Council must do more to protect existing tenants and to meet its own targets for affordable housing. If we are going to upzone all of Victoria, we should upzone only for rental housing, including non-market rental, and we should require that market rental developments include affordable units.
The City of Victoria is not proposing any affordability requirements in new rental housing as part of the Official Community Plan. Burnaby’s Rental Use Zoning Policy requires that 20% of new units be below-market rentals. Is that too much to ask for?
Even better, council could upzone only for non-market rental to pressure the provincial government to step up and fund more affordable housing.

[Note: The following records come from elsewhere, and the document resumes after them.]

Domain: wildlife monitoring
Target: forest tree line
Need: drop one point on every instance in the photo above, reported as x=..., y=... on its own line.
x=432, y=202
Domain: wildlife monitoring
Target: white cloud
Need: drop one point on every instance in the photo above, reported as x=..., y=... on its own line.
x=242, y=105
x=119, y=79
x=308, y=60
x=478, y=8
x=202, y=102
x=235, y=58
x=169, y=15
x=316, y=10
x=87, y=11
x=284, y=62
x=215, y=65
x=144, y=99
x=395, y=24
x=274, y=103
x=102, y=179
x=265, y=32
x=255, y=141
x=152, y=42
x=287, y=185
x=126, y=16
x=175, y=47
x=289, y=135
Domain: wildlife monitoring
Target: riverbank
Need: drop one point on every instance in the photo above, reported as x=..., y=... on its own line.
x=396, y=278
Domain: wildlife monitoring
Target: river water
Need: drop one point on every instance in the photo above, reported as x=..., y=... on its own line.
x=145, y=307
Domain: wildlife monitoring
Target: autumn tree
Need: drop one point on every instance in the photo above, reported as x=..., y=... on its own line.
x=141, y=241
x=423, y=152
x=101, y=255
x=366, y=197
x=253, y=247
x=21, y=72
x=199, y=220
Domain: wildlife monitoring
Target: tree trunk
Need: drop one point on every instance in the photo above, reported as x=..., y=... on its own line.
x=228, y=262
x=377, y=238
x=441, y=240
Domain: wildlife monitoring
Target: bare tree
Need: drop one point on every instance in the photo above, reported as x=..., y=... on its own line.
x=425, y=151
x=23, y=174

To protect existing tenants, council should adopt a robust rental protection bylaw, like Burnaby’s, so that tenants who are demovicted from an older three- or four-storey rental building can still afford to live in Victoria and won’t end up homeless on the street.
Leaving development to the market will mean unchecked growth in my already dense and livable community of James Bay, displacing long-term renters and further exacerbating inequality.
James Bay already has more development pressure than other Victoria neighbourhoods because it is a desirable neighbourhood, with its mix of density, heritage houses, trees and greenspace, surrounded by the ocean.
We were told during the municipal election campaign that development should be more equitably distributed throughout Victoria, but council has not taken any steps to ensure this happens.
Many James Bay residents have signed a petition urging that changes be made to the draft OCP. Their requests are simple: prioritize affordable housing, strengthen renter protections, strengthen protections for trees and greenspace, and protect the heritage buildings that define James Bay’s character.
Will council listen? If they truly care about affordability, they must.
It’s time to live up to campaign promises and stop caving to developers.